When creating a new DCDR link, the mapping of the master index is copied to the slave cluster, and a new slave index is created to ensure that the mapping of the master-slave index is consistent when the link is created.
The design idea of DCDR is a remote copy strategy, which directly forwards write requests to the slave index. Therefore, if there is a field that needs to be updated in the later stage, the respective masters of the master and slave clusters will execute the master task to update the mapping (the master and slave master mapping update processing strategies are the same).

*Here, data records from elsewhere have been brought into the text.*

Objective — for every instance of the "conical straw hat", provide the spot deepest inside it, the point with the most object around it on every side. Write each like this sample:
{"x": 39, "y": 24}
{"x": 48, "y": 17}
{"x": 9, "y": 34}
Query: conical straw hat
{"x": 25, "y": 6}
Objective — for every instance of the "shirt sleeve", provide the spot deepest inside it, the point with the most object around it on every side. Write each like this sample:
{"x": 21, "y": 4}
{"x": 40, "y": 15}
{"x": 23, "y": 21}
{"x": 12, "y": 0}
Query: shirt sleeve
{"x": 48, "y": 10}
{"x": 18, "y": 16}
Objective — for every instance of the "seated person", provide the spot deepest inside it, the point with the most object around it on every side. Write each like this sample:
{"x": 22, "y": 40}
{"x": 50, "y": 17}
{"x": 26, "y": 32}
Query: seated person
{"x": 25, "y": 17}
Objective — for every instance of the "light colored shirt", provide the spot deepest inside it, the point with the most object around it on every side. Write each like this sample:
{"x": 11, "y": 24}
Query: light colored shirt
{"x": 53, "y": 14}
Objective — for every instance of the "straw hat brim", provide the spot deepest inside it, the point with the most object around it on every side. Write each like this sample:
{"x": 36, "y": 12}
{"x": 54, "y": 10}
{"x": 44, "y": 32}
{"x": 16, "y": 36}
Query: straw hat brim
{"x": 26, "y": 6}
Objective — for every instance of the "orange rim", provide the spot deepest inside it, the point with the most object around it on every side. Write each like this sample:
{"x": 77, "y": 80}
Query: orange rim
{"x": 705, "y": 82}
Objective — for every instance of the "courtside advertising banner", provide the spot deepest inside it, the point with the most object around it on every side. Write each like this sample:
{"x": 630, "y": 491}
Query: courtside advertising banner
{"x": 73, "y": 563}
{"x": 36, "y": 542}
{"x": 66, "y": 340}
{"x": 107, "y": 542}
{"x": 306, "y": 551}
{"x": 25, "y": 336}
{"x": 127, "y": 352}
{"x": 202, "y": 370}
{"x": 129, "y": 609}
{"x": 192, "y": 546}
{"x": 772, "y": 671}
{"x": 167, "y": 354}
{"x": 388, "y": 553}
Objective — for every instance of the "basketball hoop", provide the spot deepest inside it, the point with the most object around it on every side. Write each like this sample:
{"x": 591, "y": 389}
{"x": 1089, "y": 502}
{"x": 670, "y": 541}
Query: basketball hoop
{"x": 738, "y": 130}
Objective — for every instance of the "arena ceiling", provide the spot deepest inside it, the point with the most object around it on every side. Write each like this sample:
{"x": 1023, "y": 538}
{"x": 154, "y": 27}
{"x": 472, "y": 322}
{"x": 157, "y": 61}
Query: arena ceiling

4. Master-slave index data quality verification
The data quality verification link is to guarantee the reliability of the index data. It regularly checks whether the DCDR meta-information in the cluster status is consistent with the current link operating status, and performs corresponding operations on the link according to the result. When the master-slave index data gap is too large or the link is abnormal, the master cluster will actively disconnect the link and notify the slave index to recover the differential data. In the ES cluster, the MasterNode is responsible for managing and controlling the cluster metadata, so when designing the verification task, it is mainly used to create link metadata and check whether the slave index exists; the DataNode is responsible for data storage, so it is used to determine whether the master-slave fragmentation needs to be performed. Data Recovery.
5. Others
After the above four steps, data can be natively copied from one Elasticsearch cluster to another Elasticsearch cluster. With the master-slave switching strategy, cross-cluster high availability can be achieved under the premise of ensuring strong data consistency. For the goal of non-stop cross-cluster index migration, we synchronize the data to the destination cluster through DCDR, wait for the recovery of the stock data to complete, and then perform a master-slave switch. For the goal of reliable version upgrade, we copy the data of the version to be upgraded to the standby cluster through DCDR, and can quickly switch the cluster when the version upgrade is abnormal.
Summarize
At present, Didi ES has a total of 6 DCDR slave clusters. It has established 400+ DCDR template links and 2000+ DCDR index links, covering Didi core businesses such as POI, dos_order, and soda. At present, ES still has problems in query glitches, query interaction, shard recovery, and write performance. In the future, we will focus on these aspects to better help business development.